The garden is looking lovely overall (if you skip the warzone potato rows), (and the weed row where the beets are supposed to be).

Kristin asks, “Why is it so cloudy all the time?” And also,

Kristin says:

Week 4 box

Salad mix – this is the last of the salad for awhile..


Purty Purslane

“is packed with vitamins, minerals, and antioxidants and has the highest Omega-3 content of any leafy green.” It’s also an abundant weed in the garden. It doesn’t seem threatening and isn’t useless like bindweed and quack grass so we let it grow. I like it raw. Here’s some inspiration:

Basil – mostly mammoth leaf basil.

Make some pesto!

Onions – yup.

Garlic scapes – Sleepy Root Farm let us harvest these from their considerably larger garlic patch. Oh the things you could do! You can make garlic scape pesto by food processing the following 

  • cup garlic scapes, sliced crosswise (about 10 to 12 scapes)
  • ¼ cup raw sunflower seeds
  • ½ cup extra virgin olive oil
  • ¼ cup Parmesan cheese
  • ½ cup basil leaves
  • Juice of one lemon

You can cut them into short segments that could be stir fried. Mince them up for a creamy garlic dip or for a salad dressing. Use as a garlic bulb substitute in your recipes. Turn them into fridge pickles. 
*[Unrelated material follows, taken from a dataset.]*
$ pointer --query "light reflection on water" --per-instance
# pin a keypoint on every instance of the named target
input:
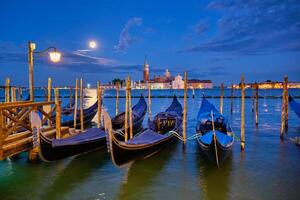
(268, 169)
Zucchini and summer squash – cute when they are young. Sautéed with garlic scapes? 

Peas – sugar snap and the flat podded snow peas that are preferred for stir frying.

There are a lot this week. A lot. You could bring them to a potluck with veggie dip or share them with a friend/neighbor/coworker/stranger.


Week 3

“Now not enough water puts thirst in a man
And just enough water puts joy in his land
But too much water will overflow
And drown the man’s laptop, so there you go.”

This week’s tale is;

it didn’t rain, it didn’t rain some more, then
it finally rained and it was wonderful and
the crops rejoiced and
the farmers allowed themselves a small smile at this, and then
the next morning realized that
the wonderful rain had ran down the woodstove’s chimney pipe
into the screen porch and
dripped off the elbow and
onto and into and through our laptop
and now it’s dead dead dead:


the field on CSA #3 harvest day
the field on CSA #3 harvest day

Oops! But let’s not miss the relevant and important thing here which s that we got over an inch of rain finally! A good long soaking for the field, just what we needed. And speaking of good news & rain, we are super happy about the turnips in this week’s box, and thankful to little creatures that look something like this:

microscopic beneficial nematodes to the rescue!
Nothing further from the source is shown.